Summary of JCVI advice on third vaccines and boosters for the clinical community

We have put together a summary of eligibility for the third vaccine and booster programmes and how patients should be communicated with below.

Who is eligible?

Third primary dose for the immunosuppressed

  • Acute and chronic leukaemias, and clinically aggressive lymphomas (including Hodgkin’s lymphoma) who were under treatment or within 12 months of achieving cure
  • Individuals under follow up for chronic lymphoproliferative disorders including haematological malignancies such as indolent lymphoma, chronic lymphoid leukaemia, myeloma, Waldenstrom’s macroglobulinemia and other plasma cell dyscrasias (note: this list is not exhaustive) – this includes patients on active monitoring only
  • Those who had received an allogeneic (cells from a donor) or an autologous (using their own cells) stem cell transplant in the previous 24 months 
  • Those who had received a stem cell transplant more than 24 months ago but had ongoing immunosuppression or graft versus host disease (GVHD), see summary of eligibility for each programme for stem cell patients here.
  • Persistent agammaglobulinaemia (IgG < 3g/L) due to primary immunodeficiency (for example, common variable immunodeficiency) or secondary to disease/therapy 

Individuals on immunosuppressive or immunomodulating therapy at the time of vaccination including: 

  • Those who were receiving or had received in the previous 3 months targeted therapy for autoimmune disease, such as JAK inhibitors or biologic immune modulators including B-cell targeted therapies (including rituximab but in this case the recipient would be considered immunosuppressed for a 6-month period), T-cell co-stimulation modulators, monoclonal tumour necrosis factor inhibitors (TNFi), soluble TNF receptors, interleukin (IL)-6 receptor inhibitors, IL-17 inhibitors, IL 12/23 inhibitors, IL 23 inhibitors (note: this list is not exhaustive)
  • Those who were receiving or had received in the previous 6 months immunosuppressive chemotherapy or radiotherapy for any indication 

Individuals who had received immunosuppressive therapy prior to vaccination including: 

  • High-dose corticosteroids (equivalent to ≥ 20mg prednisolone per day) for more than 10 days in the previous month
  • Long-term moderate dose corticosteroids (equivalent to ≥10mg prednisolone per day for more than 4 weeks) in the previous 3 months 
  • Non-biological oral immune modulating drugs, such as methotrexate >20mg per week (oral and subcutaneous), azathioprine >3.0mg/kg/day, 6-mercaptopurine >1.5mg/kg/day, mycophenolate >1g/day in the previous 3 months
  • Certain combination therapies at individual doses lower than above, including those on ≥7.5mg prednisolone per day in combination with other immunosuppressants (other than hydroxychloroquine or sulfasalazine) and those receiving methotrexate (any dose) with leflunomide in the previous 3 months 
  • Individuals who had received high-dose steroids (equivalent to >40mg prednisolone per day for more than a week) for any reason in the month before vaccination, except for acute respiratory disease episodes (e.g. asthma)

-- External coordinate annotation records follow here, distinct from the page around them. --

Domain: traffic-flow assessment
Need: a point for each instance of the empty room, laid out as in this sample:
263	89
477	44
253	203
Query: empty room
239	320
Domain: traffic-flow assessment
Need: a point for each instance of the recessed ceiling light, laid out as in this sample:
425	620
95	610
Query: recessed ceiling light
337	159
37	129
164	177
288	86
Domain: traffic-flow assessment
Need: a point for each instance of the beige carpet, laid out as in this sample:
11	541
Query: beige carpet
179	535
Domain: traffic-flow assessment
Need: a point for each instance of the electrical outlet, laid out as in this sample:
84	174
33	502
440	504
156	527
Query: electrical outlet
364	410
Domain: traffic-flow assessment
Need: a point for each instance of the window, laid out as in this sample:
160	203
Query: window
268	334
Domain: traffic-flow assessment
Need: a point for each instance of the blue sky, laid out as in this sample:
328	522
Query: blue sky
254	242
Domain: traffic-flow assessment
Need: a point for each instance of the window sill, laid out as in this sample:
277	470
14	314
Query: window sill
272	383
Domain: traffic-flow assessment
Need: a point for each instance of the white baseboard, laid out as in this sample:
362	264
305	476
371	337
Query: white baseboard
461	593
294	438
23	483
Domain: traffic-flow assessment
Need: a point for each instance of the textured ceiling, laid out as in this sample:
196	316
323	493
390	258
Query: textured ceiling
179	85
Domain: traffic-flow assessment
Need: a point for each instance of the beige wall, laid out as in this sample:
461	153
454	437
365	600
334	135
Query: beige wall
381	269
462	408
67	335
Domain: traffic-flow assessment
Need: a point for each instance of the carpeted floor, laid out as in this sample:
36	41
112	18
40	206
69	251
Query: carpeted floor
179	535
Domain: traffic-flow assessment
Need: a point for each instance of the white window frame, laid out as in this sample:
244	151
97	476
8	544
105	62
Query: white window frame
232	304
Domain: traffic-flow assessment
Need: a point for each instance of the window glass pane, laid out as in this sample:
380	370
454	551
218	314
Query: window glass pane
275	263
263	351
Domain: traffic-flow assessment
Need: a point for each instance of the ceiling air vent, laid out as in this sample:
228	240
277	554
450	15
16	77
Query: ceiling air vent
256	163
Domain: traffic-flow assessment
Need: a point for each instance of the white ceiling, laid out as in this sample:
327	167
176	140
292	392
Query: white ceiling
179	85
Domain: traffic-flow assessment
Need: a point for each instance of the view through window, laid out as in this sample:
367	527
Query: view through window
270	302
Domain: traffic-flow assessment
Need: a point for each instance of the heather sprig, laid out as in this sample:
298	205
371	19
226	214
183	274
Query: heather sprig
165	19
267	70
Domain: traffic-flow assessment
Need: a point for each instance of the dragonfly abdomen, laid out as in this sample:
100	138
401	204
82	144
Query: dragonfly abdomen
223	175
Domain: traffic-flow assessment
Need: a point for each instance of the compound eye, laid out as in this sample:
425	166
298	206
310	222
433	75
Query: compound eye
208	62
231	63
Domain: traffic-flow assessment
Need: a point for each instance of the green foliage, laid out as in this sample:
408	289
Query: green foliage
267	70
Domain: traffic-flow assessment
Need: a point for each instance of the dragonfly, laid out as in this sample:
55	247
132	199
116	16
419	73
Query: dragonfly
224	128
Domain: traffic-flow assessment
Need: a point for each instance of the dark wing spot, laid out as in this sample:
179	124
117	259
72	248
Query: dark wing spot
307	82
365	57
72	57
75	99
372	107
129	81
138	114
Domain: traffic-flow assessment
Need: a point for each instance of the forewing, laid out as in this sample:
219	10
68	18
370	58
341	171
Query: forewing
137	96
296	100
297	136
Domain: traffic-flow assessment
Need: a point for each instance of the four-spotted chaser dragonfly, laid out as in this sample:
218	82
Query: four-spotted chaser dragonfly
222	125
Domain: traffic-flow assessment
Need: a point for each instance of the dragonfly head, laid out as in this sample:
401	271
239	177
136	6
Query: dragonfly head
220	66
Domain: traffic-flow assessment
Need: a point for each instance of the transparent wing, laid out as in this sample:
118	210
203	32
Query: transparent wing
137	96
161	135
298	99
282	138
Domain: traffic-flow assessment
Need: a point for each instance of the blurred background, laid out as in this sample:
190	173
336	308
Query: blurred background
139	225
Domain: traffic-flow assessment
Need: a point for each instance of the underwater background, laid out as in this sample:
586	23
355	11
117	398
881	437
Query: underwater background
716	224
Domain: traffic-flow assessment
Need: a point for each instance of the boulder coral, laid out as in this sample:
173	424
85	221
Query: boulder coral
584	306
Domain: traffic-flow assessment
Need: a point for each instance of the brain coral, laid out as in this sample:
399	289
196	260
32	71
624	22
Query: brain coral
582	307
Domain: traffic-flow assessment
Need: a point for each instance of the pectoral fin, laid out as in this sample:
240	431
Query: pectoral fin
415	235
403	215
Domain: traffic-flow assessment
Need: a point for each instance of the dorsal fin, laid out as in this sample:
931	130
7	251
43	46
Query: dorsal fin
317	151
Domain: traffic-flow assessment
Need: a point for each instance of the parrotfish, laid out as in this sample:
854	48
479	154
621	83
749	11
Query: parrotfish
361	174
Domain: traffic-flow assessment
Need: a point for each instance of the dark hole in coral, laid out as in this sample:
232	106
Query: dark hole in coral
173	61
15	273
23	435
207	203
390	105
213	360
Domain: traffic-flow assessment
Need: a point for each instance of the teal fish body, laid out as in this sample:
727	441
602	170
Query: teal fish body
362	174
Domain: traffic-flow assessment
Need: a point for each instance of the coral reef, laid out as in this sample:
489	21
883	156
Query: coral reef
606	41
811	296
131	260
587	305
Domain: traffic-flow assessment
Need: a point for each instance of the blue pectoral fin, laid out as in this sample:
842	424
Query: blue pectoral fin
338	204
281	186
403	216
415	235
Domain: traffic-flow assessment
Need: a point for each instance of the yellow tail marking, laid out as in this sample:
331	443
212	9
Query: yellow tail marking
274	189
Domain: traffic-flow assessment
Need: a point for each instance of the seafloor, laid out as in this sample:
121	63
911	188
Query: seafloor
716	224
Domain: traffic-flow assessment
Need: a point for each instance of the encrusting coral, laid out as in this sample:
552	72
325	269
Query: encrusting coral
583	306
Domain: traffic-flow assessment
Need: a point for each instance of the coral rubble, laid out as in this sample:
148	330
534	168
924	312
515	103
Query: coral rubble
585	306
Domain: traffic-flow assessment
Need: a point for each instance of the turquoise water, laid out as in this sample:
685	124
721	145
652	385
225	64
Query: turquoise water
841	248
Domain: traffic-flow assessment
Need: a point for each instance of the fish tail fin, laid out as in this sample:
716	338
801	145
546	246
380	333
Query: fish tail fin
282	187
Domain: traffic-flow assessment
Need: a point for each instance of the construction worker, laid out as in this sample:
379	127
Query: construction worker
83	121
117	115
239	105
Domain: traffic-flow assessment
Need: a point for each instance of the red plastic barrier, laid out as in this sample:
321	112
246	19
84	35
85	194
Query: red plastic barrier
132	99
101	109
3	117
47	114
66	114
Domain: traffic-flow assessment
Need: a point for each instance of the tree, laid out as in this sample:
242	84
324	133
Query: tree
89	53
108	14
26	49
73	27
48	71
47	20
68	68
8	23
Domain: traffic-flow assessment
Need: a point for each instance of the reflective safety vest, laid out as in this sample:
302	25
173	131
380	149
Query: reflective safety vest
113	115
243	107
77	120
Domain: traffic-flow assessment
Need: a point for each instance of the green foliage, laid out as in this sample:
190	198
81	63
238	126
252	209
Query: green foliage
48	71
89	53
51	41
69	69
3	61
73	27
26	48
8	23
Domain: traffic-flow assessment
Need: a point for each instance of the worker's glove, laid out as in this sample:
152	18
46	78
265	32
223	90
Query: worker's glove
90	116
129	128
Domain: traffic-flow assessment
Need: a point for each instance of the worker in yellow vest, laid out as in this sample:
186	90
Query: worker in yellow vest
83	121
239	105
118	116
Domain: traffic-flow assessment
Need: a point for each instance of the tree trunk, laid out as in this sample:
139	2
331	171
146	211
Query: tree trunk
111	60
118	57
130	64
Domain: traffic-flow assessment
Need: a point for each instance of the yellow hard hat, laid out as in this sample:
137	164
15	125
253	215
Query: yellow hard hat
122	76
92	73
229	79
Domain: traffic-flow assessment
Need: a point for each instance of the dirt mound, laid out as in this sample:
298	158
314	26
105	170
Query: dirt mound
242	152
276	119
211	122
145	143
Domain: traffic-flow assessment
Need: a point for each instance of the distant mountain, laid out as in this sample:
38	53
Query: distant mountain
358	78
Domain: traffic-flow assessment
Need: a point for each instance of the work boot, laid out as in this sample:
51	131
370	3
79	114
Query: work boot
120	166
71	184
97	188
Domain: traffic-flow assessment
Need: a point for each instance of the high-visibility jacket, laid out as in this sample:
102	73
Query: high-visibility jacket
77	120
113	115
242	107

Booster vaccination programme

  • Priority groups 1 to 6, except the immunosuppressed. 

We understand this to include all leukaemia patients, other than those eligible for a third dose.

This does not directly map to the shielded patient list. Please see the JCVI guidance below for more information.

Which vaccine should they get?

mRNA (Pfizer-BioNTech or Moderna) is preferred, according to JCVI advice. Astrazeneca should only be used in exceptional circumstances. All should be given at full dose.

mRNA is preferred, according to JCVI advice. Pfizer at full dose, Moderna at full dose at the time of writing, although half doses are expected to be given from the middle of October.

Plans for roll out

Secondary care have been asked to identify eligible patients. 

This was communicated via trusts in England, where it was asked that consultants identify patients and write to them and their GP.  This should be done by the 11th of October.

 Health Boards are being asked to identify patients in Scotland. 

We do not have further details for the roll out in Wales and Northern Ireland.

Patients can book via the usual COVID-19 vaccine booking methods (e.g. online or via 119 or other hotline) once they have been notified that they are eligible.

Please help our patients by doing the following:

  • Writing to the GP of those you consider to be eligible as soon as possible, or communicate with your colleagues and leadership to check this has been done
  • Explain to patients which they are eligible for and ask them to wait until they hear from you before booking.